Zum Film selbst: Erste Klasse. Realistische Wiedergabe der damaligen Zeit - in was für einem Schmodder die Leute leben mussten! Trotz der Kürze des Films wird einem die niedrige Stellung der Frau binnen Sekunden klar, und man muss wissen, dass man sich als Frau in islamischen Ländern, in denen man etwas Vergleichbares tun würde, ähnlichen Reaktionen ausgesetzt sehen würde. Dann die Schauspieler - von der Hauptrolle bis zum einsekündigen Erscheinen im Film (Kneipe!) alles akkurat gespielt. Bertha Benz wird nicht als knallharte Frau gezeigt, sondern als normaler, verletzlicher Mensch, der auch Schmach ertragen muss und da durchgeht. Man leidet mit ihr! Das kleine Mädchen spielt mimisch hervorragend! Und nein, mir ist nicht sofort aufgefallen, dass die gezeigte Welt die wäre, die auf uns zukäme, würden die Grünen ihr Programm durchsetzen. Erschreckend ist, dass das stimmt - so würden wir uns dann abmühen.... Die Erzeugung und dauerhafte Bereitstellung riesiger Energiemengen hat den Menschen in einer Weise befreit, wie es nichts anderes zuvor getan hat. Das scheint den Friday-for-future-Gängern einfach nicht in die Birne zu gehen. Wir können uns nur verschlechtern, wenn wir da Hand anlegen!
Aber haben Sie nicht gesehen, Herr Maxeiner: Die Luft auf dem Feld war blitzsauber. Frei von Feinstaub, NOX und anderen tödlichen Spuren. Und die Straßen staubfrei. Da konnte man noch richtig durchatmen. Frau auch, falls sie Zeit zum verschnaufen hatte.

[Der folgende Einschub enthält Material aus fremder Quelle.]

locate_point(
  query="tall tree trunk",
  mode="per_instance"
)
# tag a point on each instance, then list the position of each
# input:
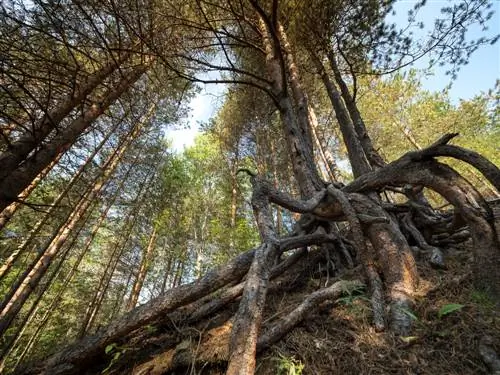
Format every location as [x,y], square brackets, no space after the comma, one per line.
[21,326]
[20,291]
[55,205]
[104,282]
[69,277]
[359,162]
[141,274]
[376,161]
[20,178]
[10,210]
[19,150]
[328,161]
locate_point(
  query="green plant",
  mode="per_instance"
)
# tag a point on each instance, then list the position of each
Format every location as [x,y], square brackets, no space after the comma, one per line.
[115,351]
[289,366]
[352,295]
[409,313]
[449,308]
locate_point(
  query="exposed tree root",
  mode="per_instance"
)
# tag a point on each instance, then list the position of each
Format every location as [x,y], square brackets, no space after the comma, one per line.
[376,231]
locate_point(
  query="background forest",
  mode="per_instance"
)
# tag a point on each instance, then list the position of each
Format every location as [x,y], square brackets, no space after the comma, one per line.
[99,214]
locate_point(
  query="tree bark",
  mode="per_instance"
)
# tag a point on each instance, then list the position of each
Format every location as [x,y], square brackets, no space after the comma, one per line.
[54,205]
[359,162]
[141,274]
[20,178]
[10,210]
[19,150]
[376,161]
[20,291]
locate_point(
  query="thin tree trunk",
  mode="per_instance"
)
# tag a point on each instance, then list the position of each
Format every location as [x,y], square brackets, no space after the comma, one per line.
[19,292]
[54,206]
[357,156]
[19,150]
[168,273]
[21,326]
[10,210]
[104,281]
[376,161]
[328,163]
[13,184]
[141,275]
[58,297]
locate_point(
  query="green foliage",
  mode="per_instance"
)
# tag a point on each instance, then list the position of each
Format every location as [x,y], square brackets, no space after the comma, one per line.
[449,308]
[116,352]
[289,366]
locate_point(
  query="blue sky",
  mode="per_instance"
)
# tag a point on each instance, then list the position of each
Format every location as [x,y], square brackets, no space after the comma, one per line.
[479,75]
[484,66]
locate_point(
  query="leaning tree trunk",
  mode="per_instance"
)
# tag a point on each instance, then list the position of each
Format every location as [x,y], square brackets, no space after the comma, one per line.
[20,178]
[376,161]
[357,157]
[143,268]
[19,150]
[22,289]
[10,210]
[74,268]
[55,205]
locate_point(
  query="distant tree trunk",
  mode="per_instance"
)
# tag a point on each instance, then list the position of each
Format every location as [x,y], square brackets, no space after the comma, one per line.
[54,205]
[376,161]
[19,179]
[19,150]
[327,161]
[167,275]
[359,162]
[22,289]
[58,297]
[141,274]
[104,281]
[21,326]
[10,210]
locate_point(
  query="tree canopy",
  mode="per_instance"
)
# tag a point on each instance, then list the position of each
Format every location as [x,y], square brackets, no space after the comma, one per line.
[329,186]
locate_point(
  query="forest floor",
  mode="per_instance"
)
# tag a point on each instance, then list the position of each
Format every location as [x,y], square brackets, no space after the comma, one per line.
[337,337]
[340,339]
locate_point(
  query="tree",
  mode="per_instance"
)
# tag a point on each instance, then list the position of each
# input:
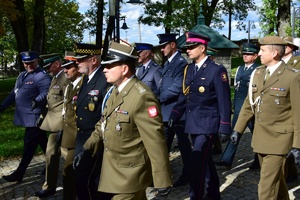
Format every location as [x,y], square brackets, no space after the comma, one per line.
[275,17]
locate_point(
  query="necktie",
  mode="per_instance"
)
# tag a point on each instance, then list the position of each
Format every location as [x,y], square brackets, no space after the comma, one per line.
[267,75]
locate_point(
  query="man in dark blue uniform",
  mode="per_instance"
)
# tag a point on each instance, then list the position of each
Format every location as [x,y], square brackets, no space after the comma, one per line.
[29,95]
[241,83]
[88,113]
[170,88]
[205,100]
[149,71]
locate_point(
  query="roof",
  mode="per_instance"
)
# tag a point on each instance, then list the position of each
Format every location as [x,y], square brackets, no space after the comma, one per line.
[217,41]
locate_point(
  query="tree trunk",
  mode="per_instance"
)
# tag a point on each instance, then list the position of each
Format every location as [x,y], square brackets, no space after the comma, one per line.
[283,17]
[38,43]
[20,30]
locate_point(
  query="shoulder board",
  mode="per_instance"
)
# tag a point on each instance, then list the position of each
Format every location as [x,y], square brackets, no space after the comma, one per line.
[140,88]
[292,69]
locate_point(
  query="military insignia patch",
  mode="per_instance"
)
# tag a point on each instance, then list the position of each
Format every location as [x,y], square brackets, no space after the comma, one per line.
[152,111]
[224,77]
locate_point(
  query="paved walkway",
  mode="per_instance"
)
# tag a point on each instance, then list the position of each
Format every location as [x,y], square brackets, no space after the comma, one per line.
[237,183]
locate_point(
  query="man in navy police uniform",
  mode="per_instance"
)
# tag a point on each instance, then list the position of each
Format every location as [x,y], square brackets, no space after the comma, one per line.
[170,88]
[148,71]
[205,101]
[29,96]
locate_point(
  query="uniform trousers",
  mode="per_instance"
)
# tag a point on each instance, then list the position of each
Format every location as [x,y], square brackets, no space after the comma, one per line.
[184,145]
[52,162]
[204,173]
[88,172]
[272,184]
[230,150]
[69,192]
[32,138]
[140,195]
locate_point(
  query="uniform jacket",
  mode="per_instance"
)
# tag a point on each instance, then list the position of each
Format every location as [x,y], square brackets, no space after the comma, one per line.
[53,119]
[135,151]
[206,100]
[69,121]
[277,125]
[242,79]
[171,84]
[29,87]
[294,62]
[151,76]
[90,97]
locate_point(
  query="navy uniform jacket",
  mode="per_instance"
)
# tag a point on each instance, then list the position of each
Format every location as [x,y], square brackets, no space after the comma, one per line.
[151,76]
[242,80]
[171,84]
[90,97]
[205,100]
[33,86]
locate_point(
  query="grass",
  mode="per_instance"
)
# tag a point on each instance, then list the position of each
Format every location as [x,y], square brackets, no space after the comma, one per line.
[11,136]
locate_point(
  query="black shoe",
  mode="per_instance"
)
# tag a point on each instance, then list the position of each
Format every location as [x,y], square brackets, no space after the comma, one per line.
[181,182]
[223,163]
[14,177]
[41,172]
[254,165]
[44,193]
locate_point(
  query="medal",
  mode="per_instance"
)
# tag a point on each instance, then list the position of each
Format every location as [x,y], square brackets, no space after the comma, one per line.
[201,89]
[118,127]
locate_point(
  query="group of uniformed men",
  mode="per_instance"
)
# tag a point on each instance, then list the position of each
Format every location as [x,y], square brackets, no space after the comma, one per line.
[116,122]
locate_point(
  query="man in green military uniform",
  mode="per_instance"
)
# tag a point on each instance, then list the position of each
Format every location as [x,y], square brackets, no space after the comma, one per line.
[273,100]
[69,125]
[131,131]
[52,121]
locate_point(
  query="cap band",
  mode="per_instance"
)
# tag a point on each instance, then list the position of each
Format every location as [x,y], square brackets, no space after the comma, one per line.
[198,40]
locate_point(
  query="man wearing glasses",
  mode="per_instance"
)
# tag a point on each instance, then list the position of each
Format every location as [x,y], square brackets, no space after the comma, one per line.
[29,96]
[88,113]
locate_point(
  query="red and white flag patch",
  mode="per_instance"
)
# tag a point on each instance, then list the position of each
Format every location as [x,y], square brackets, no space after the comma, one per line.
[152,111]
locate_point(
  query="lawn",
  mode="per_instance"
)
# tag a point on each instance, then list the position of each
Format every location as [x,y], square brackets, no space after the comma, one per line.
[11,137]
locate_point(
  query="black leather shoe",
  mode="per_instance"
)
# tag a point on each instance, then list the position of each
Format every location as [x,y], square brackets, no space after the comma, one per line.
[181,182]
[14,177]
[44,193]
[41,172]
[223,163]
[254,165]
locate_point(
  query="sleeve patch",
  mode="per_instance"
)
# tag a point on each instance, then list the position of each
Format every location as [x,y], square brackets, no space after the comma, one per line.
[152,111]
[224,77]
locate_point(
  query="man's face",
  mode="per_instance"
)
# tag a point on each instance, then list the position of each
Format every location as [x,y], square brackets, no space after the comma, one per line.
[114,73]
[195,52]
[249,58]
[54,68]
[30,66]
[84,65]
[71,72]
[167,49]
[266,54]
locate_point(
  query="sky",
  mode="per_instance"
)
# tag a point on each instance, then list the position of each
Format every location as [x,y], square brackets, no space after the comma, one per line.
[147,34]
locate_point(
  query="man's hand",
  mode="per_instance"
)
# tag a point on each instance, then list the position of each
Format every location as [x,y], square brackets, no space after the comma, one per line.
[33,104]
[39,122]
[235,137]
[59,137]
[163,192]
[77,159]
[224,137]
[170,123]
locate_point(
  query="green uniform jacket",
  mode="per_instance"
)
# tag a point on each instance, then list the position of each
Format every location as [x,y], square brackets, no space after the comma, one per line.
[294,62]
[277,113]
[135,151]
[69,120]
[53,119]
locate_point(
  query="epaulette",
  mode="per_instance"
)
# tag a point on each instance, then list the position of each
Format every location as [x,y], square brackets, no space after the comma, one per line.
[140,88]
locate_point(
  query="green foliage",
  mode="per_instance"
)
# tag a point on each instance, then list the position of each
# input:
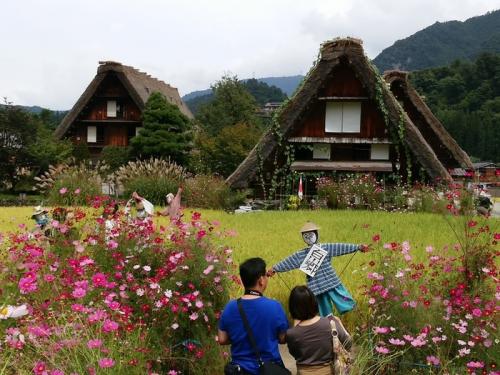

Juchu, es lebe der Verbrennungsmotor. Es lebe seine emanzipatorische Kraft. Es lebe der Fortschritt. Ich frage mich nur, warum in meinem Videorecorder, in meiner Kaffeemaschine, in meinem Staubsauger und in meinem PC keine Verbrennungsmotoren verbaut sind. Auch in der Industrie bei den numerischen Maschinen, bei den Robotern und bei elektronischen Ventilen überall fehlt dieses Element des Fortschitts. Ich versuche mir vorzustellen, jemand baut eine Drohne mit vier oder mehr schrittgesteuerten Verbrennungsmotoren und ein Gimbal das in drei Achsen mit dem Inbegriff des Fortschitts (zumindest nach Maxeiner), nämlich mit drei Verbrennungsmotoren gesteuert wird. Ok, die Apollogie alles Bestehenden ist Teil jedes konservativen Denkens. Tatsache ist, dass ein Elektromotor effektiver arbeitet. Tatsache ist auch, dass fortschrittliche Technologien wie gesteuerte Schrittmotoren mit Verbrennungstechnologien gar nicht möglich sind. Kann es sein, dass die Anbetung des freien Marktes und des Individualverkehrs einfach nur die schnelle Entwicklung einer geeigneten Infrastruktur für die flächendeckende Nutzung effektiver Technologien verhindert hat? Sorry Herr Maxeiner, auch mir geht die Naivität von Greta auf den Senkel. Aber das Geschwätz von fortschrittlichen Verbrennungstechnologien ist mehr als nur naiv.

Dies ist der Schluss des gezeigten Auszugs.